Abortion rates have steadily declined in this country since 1990, when nearly a million and a half were performed. While I’d like to attribute that change to solid advances in health care and education, a more likely factor is the utter lack of access to the procedure that most women face today.

Nearly 90 percent of U.S. counties have no abortion provider. Tiller was one of only a handful of physicians — along with Dr. Warren Hern of Boulder Abortion Clinic — who perform very late-term abortions. What makes these doctors unique is their ability and willingness to provide their patients with abortions after the fetus is viable.

Why would a doctor, a taker of the Hippocratic oath, abort a viable fetus?

As a radical pro-choice activist, I admit, we all let the question hang there.

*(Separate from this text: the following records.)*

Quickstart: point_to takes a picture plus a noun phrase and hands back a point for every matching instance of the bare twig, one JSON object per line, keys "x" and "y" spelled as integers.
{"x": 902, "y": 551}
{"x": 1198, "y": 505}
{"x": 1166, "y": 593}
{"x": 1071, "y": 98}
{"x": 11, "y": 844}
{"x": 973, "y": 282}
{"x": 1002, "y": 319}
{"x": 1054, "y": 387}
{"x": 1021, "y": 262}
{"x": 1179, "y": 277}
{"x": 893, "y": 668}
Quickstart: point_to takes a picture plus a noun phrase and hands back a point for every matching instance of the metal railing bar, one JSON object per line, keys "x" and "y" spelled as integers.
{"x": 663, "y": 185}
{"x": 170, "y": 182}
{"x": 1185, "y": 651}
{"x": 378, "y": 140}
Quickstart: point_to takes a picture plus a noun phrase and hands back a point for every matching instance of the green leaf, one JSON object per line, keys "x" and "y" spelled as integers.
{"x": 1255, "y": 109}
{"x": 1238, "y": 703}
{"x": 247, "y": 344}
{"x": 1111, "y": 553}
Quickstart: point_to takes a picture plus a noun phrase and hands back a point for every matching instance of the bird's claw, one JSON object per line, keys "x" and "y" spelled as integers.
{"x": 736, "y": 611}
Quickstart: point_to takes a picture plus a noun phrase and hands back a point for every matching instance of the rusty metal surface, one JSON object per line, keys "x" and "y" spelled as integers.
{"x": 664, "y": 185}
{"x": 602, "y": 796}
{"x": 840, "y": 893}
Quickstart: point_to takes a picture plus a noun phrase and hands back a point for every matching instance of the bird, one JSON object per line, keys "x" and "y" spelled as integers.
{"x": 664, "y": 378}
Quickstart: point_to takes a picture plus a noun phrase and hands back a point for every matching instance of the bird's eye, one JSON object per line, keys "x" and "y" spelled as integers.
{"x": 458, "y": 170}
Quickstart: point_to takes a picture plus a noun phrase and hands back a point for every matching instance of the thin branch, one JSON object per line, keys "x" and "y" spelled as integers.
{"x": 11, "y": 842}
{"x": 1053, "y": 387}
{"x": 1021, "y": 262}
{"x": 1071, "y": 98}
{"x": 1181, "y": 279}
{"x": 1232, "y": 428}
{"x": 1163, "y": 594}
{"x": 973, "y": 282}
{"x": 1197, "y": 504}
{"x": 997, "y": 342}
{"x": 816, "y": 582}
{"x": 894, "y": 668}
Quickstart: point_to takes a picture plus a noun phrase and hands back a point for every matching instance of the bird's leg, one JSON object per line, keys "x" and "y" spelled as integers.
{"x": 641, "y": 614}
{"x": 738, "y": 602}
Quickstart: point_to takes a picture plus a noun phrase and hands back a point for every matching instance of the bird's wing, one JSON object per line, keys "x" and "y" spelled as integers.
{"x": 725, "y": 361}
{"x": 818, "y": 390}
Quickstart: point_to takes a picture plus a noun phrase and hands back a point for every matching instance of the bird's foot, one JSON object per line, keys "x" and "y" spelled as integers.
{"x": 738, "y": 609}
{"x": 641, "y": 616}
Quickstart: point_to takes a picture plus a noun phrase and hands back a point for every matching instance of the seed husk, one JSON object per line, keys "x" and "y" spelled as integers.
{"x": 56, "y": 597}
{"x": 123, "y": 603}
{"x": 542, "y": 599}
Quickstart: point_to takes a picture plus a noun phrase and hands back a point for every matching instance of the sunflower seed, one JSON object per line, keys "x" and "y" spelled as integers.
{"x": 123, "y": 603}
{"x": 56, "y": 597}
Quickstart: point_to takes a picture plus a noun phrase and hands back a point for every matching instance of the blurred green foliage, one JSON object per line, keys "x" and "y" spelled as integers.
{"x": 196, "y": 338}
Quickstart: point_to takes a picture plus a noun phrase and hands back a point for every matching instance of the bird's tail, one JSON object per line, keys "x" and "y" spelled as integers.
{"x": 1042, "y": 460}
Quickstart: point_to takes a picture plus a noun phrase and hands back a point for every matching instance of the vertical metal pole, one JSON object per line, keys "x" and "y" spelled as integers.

It was, perhaps, a necessary evil, a stake in the game, a line in the sand we were not willing to cross, lest we lose one inch of hard-won battleground.

But as the mother of a beautiful baby with sweet eyes who lives with the joy and the difficulties of a chromosomal difference, that line in the sand expands into a porous and diffuse grey area, where I begin to ask myself, “At what point would I knowingly pull out?”

My son’s condition is on the list of fetal anomalies considered fair game for late-term abortion. Yet, because of my experience I think I can better understand why a family handed a profound diagnosis might take stock of their choices.

Our family feels blessed everyday. I would love to see more families choosing to bring up a child with Down syndrome, and I would love to see the number of abortions generally decrease.

But I would live in great fear if that number were to drop to zero.

With so few doctors women in this country can turn to in the third trimester if their lives are endangered by their pregnancy or if they discover, tragically, that the child they’re carrying is developing in a way that will cause profound suffering and lead to a stillbirth or death, it is a reasonable fear.

Perhaps the activist and the mother are converging. I know society is better off nurturing families than demonizing medical procedures. I know access to birth control and health education does more to lower abortion rates than protesting outside abortion clinics. I’m still rock-solid pro-choice. But I’m also rock-solid pro-life, in that I am for life. It is a pro-choice I can live with.